We are all (well most of us) very familiar with the modernised stories of the Disney princesses, but how many actually know their true origins? In this article I will aim to enlighten you with the history behind these fables that dictated many of our childhoods. I will pick a few examples from the 13 official princesses (Snow White/ Cinderella/ Aurora/ Ariel/ Belle/ Jasmine/ Pocahontas/ Mulan/ Tiana/ Rapunzel/ Merida/ Moana/ Raya)
Otherwise known as ‘the Little Mermaid’, Hans Christian Anderson’s story details how a young mermaid wants to explore the human world, so makes a deal with a sketchy sea witch/ octopus (Ursula) in order to turn into a human. She falls in love with Prince Eric, a man she saved from a ship wreck and although she has no voice, she eventually marries him and becomes fully human.
This story is greatly influenced by Friedrich de la Motter Fouque’s ‘Undine’, which is the story of a water spirit who wants to gain a human soul. The idea that Ariel will have to marry the Prince in order to stay human comes from this story. In addition, both stories show the mermaid saving the Prince from a shipwreck which provokes the mermaids to seek a sea-witch to give them legs. However, they differ from there as in ‘Undine’ the mermaid fails to get the prince to fall in love with her, resulting in her sister making another deal. In this deal, the mermaid has to kill the prince in order to regain her tail rather than being turned into sea foam. She is unable to carry out this task and throws herself off a ship but is saved by air spirits. They make her an air spirit for her good deed of not committing murder, where she can earn her human soul from 300 years of good work.
‘Beauty and the Beast’ is a story that has been circulating for many millennia, with the oldest tale being from 2nd Century by Apuleius’s ‘Metamorphoses’. The tale is called ‘Cupid and Psyche’, which classicists among you will be familiar with.
In this story, Psyche is cursed by Venus, for being too beautiful, to marry the worst man in the world.
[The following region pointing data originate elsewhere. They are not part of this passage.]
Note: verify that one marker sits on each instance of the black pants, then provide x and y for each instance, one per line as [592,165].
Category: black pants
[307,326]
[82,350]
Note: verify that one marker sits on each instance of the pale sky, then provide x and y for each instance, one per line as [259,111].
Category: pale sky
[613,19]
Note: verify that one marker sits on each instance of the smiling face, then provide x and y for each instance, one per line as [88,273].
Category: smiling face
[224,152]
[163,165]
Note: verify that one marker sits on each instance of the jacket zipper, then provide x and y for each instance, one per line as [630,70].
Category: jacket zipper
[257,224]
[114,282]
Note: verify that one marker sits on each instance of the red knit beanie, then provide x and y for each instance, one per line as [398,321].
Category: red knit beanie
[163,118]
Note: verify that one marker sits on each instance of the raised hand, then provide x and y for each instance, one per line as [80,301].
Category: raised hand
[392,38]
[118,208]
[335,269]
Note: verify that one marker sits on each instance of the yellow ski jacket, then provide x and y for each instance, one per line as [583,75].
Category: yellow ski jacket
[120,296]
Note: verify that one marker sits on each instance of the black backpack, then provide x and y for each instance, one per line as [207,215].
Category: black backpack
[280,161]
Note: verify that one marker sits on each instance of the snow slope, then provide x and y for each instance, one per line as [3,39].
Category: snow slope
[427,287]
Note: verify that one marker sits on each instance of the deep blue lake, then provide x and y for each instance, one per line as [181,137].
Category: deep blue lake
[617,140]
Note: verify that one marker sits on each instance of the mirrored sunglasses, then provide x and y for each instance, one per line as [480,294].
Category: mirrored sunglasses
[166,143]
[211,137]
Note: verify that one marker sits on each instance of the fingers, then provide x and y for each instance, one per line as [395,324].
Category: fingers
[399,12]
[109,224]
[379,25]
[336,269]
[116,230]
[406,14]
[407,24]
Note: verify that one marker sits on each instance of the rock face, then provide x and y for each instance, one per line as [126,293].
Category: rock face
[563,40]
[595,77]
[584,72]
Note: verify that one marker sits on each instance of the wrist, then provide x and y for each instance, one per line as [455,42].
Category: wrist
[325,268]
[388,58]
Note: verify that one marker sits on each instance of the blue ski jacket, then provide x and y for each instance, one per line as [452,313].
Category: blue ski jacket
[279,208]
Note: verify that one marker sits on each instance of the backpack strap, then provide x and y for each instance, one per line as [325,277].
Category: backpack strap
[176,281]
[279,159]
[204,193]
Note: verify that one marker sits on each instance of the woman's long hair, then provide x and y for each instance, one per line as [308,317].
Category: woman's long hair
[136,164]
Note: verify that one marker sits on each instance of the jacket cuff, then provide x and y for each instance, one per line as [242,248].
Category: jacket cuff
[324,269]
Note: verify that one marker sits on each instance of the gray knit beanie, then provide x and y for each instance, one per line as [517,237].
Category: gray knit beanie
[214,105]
Unbeknownst to Venus and Psyche, Cupid volunteers himself to marry Psyche. You may be wondering how a wife does not realise her husband is a god, but Cupid would only appear to Psyche in the dark of the night, and as Psyche is very simple minded, she never questions this. Manipulated by her sisters, one night Psyche reveals Cupid’s appearance by a candle light, but awake Cupid in the process. Cupid throws a pregnant Psyche from their home, where Venus rains her fury on the young girl. In a way of atoning, Psyche completes 3 tasks and at the end Cupid begs Jupiter to turn Psyche into a goddess, which he does. Therefore, in the end Cupid and Psyche live happily.
It is obvious that there are very limited similarities between ‘Beauty and the Beast’ and ‘Cupid and Psyche’, with both girls being held almost against their wills in their husbands castles and the seemingly beastly husband turning out to be handsome men a few. It is also apparent that ‘Cupid and Psyche’ has also inspired many other Disney princess tales, like Cinderella and even Aurora.
The great story of a Chinese woman trying to protect her father from war is based off a beloved Chinese Ballad. Dating back to the Northern Dynasties in 386 – 581 AD, the ballad tells the story of a girl who dresses up as a man to join the compulsory army service, as she has no brothers. After many years of successful army campaigns, she returns home and brings her family back honours from the emperor. She then greets her male soldiers after changing her appearance, where she is met with the shocked faces of men who did not realise she was a woman.
Disney’s version of ‘Mulan’ clearly is very similar, with the a noticeable difference being that she is shunned by her fellow soldiers after they discover she is a woman. In addition, it is turned into a romantic story with the addition of Li Shang, arguably the hottest Disney prince around!
Aka the ‘Princess and the Frog’, Tiana is a working class women with big dreams to open her own restaurant. This is before a prince makes a dodgy deal with a witch doctor, who turns him into a frog and in turn with a kiss, turns Tiana into a frog. They adventure through the swamps of New Orleans, meeting a crocodile and a firefly in order to try and reverse the spell. This modern take on a classic tale is based off of E.D Baker’s ‘The Frog Princess’.
Alluding to Brothers Grimm’s fairytale ‘The Frog Prince’, Baker’s ‘The Frog Princess’ sees a princess loose a golden ball down a well, which a retrieved by a frog in return for companionship. The Princess breaks her promise to the frog but he follows her back to her castle anyways. She becomes irritated by the frog and throws him against a wall, which she regrets. This feeling of guilt turns the frog into his princely form, not by a kiss like the saying or movie suggests.
While in the movie, Tiana is an inspirational waitress, in the tale she is an unlikeable princesses. In addition, the princess is actually already engaged to someone else in the tale before the frog, but this is not followed up in the movie. A lot of the plot points are given to Tiana’s childhood friend, Lottie La Bouff, who is at first a seemingly spoilt princess, who is looking for another royal suitor.